Commanders and leaders
- Irenji Sultan: Unknown

= Capture of Sawran (1470) =

Battle between the Kazakh Khanate and Khanate of Bukhara

The Capture of Sawran was a military conflict during the Kazakh War of Independence when Irenji Sultan took Sawran.

== Background ==
The Kazakh Sultan considered the cities located on the Syr Darya as important defensive and strategic points. In the struggle for dominance over the steppe territories, opposing sides sought to establish themselves in cities of the Karatau and Syr Darya regions, which were closest to their nomadic routes. These cities served as fortified strongholds capable of withstanding prolonged sieges and provided both economic and military support. By relying on the cities of Turkestan, Kazakh khans and sultans could strengthen their authority over the steppe aristocracy more quickly. This explains the persistence of the Kazakh khans in their fight to subjugate the cities of Turkistan (Syr Darya region) despite numerous rivals.

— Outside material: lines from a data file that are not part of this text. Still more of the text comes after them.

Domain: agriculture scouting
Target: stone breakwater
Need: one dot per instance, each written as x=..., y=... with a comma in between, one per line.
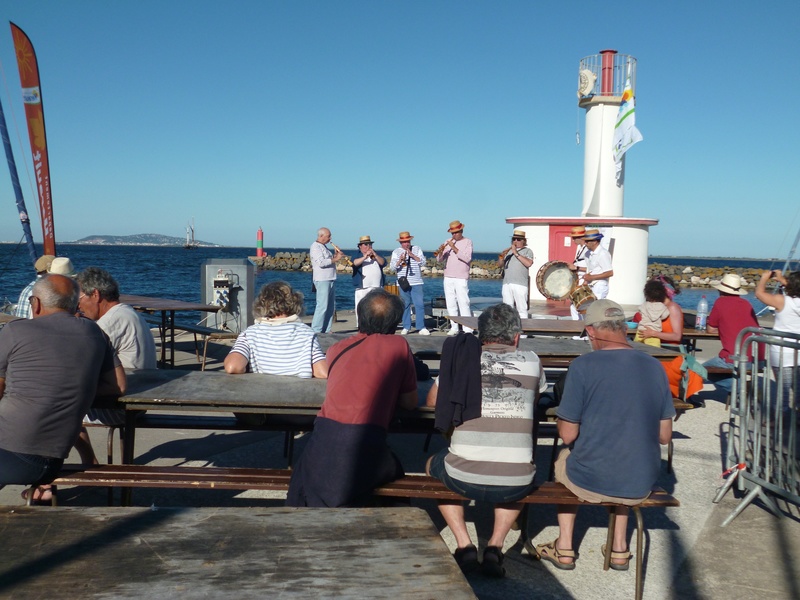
x=700, y=277
x=685, y=276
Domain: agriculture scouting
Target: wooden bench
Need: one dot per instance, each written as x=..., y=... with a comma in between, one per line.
x=410, y=486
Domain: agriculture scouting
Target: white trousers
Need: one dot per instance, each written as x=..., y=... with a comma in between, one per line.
x=360, y=293
x=456, y=295
x=516, y=296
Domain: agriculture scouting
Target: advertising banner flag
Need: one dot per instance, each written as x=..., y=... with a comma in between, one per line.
x=34, y=113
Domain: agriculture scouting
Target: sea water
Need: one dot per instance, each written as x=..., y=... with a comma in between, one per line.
x=172, y=272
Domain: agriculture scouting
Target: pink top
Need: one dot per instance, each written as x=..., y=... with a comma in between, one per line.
x=457, y=263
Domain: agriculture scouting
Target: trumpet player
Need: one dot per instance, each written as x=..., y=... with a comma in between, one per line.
x=456, y=253
x=323, y=263
x=367, y=270
x=407, y=261
x=515, y=262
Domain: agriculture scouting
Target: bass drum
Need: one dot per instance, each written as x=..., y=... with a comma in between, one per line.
x=582, y=296
x=555, y=280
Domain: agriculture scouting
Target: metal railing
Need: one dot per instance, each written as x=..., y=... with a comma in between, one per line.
x=762, y=453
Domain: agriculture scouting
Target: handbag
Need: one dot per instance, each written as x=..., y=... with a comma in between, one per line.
x=402, y=281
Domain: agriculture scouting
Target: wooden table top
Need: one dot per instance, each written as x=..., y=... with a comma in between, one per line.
x=150, y=303
x=94, y=552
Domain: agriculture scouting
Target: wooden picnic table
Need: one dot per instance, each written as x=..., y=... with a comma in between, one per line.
x=167, y=307
x=93, y=552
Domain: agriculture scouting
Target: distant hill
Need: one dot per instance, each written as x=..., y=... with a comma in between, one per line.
x=140, y=239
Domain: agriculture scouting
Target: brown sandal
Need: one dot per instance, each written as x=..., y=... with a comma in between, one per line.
x=552, y=553
x=626, y=556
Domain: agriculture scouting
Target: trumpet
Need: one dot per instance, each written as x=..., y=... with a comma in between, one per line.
x=345, y=258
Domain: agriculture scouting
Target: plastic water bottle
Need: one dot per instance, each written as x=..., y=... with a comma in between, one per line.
x=702, y=314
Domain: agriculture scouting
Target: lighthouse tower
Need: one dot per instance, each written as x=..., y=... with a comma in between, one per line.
x=601, y=91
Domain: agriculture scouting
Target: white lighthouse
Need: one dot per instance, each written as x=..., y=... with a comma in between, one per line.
x=601, y=88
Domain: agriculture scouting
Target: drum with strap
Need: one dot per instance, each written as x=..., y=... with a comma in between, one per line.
x=555, y=280
x=582, y=296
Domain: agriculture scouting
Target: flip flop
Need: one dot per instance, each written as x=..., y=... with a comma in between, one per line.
x=467, y=558
x=42, y=496
x=492, y=565
x=626, y=556
x=552, y=553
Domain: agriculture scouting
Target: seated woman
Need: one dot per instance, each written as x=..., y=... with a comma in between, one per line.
x=672, y=327
x=787, y=318
x=278, y=343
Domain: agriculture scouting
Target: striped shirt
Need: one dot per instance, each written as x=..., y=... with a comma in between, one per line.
x=497, y=447
x=284, y=349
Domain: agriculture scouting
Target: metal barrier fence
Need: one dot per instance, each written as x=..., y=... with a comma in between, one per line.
x=762, y=451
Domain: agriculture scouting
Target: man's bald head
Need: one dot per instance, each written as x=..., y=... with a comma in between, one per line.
x=56, y=293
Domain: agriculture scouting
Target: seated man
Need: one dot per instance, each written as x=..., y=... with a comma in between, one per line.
x=129, y=334
x=490, y=457
x=616, y=410
x=51, y=369
x=369, y=375
x=730, y=314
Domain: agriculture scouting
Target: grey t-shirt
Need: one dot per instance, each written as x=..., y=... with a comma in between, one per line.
x=515, y=271
x=51, y=365
x=618, y=397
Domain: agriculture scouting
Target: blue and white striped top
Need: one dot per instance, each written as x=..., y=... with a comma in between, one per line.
x=281, y=349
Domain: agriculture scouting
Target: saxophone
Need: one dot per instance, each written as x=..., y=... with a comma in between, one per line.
x=347, y=261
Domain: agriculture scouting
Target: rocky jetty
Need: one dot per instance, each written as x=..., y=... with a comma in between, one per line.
x=696, y=277
x=702, y=277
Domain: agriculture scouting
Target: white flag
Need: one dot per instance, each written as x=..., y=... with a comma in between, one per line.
x=625, y=132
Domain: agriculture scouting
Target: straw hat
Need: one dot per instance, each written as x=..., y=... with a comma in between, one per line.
x=62, y=266
x=603, y=310
x=455, y=227
x=42, y=264
x=593, y=235
x=731, y=284
x=578, y=231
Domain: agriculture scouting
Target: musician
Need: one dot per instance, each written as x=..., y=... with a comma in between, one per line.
x=407, y=261
x=598, y=264
x=456, y=253
x=323, y=263
x=515, y=262
x=579, y=264
x=367, y=270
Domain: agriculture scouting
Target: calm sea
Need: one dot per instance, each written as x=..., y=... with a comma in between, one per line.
x=172, y=272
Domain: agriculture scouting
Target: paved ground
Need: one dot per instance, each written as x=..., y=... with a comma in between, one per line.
x=689, y=555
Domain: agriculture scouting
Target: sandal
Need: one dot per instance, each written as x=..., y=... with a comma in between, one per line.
x=492, y=565
x=42, y=495
x=626, y=556
x=467, y=558
x=552, y=553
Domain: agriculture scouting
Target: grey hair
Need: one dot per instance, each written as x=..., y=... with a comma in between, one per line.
x=379, y=312
x=499, y=324
x=50, y=297
x=615, y=326
x=95, y=278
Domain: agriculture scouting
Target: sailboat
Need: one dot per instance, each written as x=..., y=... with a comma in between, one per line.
x=190, y=243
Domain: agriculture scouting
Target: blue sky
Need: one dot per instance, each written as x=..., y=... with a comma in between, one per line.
x=372, y=117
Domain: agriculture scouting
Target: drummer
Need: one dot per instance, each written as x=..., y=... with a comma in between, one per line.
x=598, y=265
x=515, y=262
x=579, y=264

These same factors played a key role for Muhammad Shaybani, who, in the early stages of his campaign, sought to restore Shaybanid rule in Eastern Desht-i Kipchak. He challenged the authority of the Kazakh khans, who regarded themselves as the rightful heirs of the rulers of the White Horde, from whom Shaybanid Abu'l-Khayr had once seized the throne.

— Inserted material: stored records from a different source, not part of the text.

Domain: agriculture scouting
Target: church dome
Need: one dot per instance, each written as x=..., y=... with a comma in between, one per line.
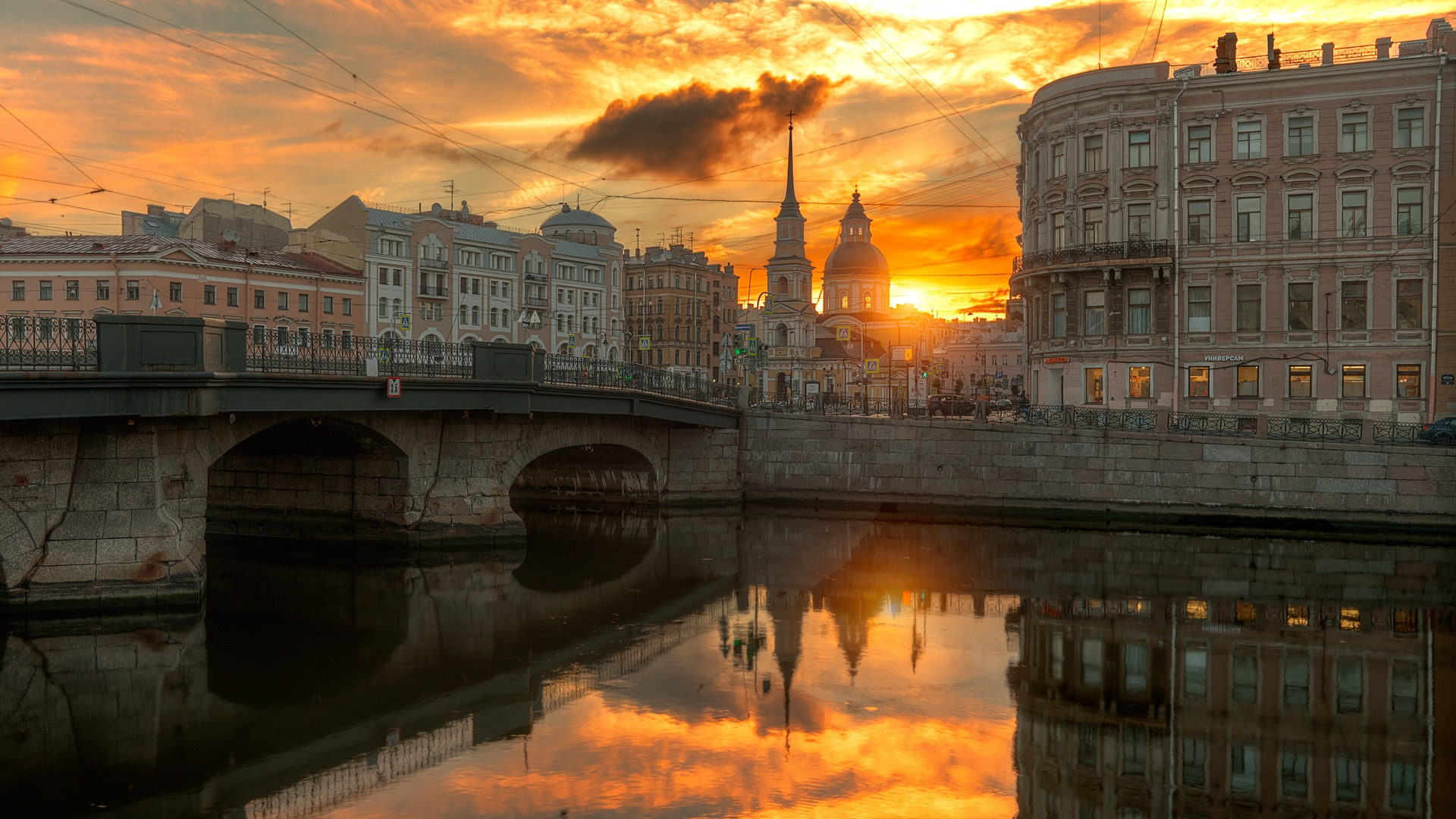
x=855, y=259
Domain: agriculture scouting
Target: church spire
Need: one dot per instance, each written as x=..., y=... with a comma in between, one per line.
x=791, y=202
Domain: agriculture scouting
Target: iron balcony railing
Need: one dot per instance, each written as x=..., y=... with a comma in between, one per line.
x=1101, y=251
x=356, y=356
x=1315, y=428
x=47, y=343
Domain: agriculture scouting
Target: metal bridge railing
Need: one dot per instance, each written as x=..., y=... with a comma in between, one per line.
x=49, y=343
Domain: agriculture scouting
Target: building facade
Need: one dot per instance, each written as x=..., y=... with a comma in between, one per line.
x=685, y=309
x=452, y=276
x=1260, y=238
x=286, y=299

The struggle between the Kazakh khans and the Shaybanids for power in Eastern Dasht-i Kipchak and Turkestan in the late 15th century unfolded in several stages, each marked by shifts in the balance of power in favor of one side or the other.

== History ==
By the winter of 1470, the Kazakh rulers had made significant progress into Turkistan. Irenchi-sultan, the eldest son of Janibek Khan, captured Sauran, which strengthened the Kazakh position in the region. This was an important step in the fight against Shaybanid, as Sauran was a strategically significant city for controlling Southern Kazakhstan. At the same time, Mahmud-sultan, another son of Janibek, seized Suyzak in the foothills of the Karatau, securing another important point in the south. Kerei khan, aiming to ensure control over Turkistan and prevent the consolidation of the Shaybanids in these key cities, actively advanced toward these territories. This Kazakh offensive, aimed at preventing the establishment of the Shaybanids and strengthening their power in Eastern Desht-i-Kipchak, became decisive in these events.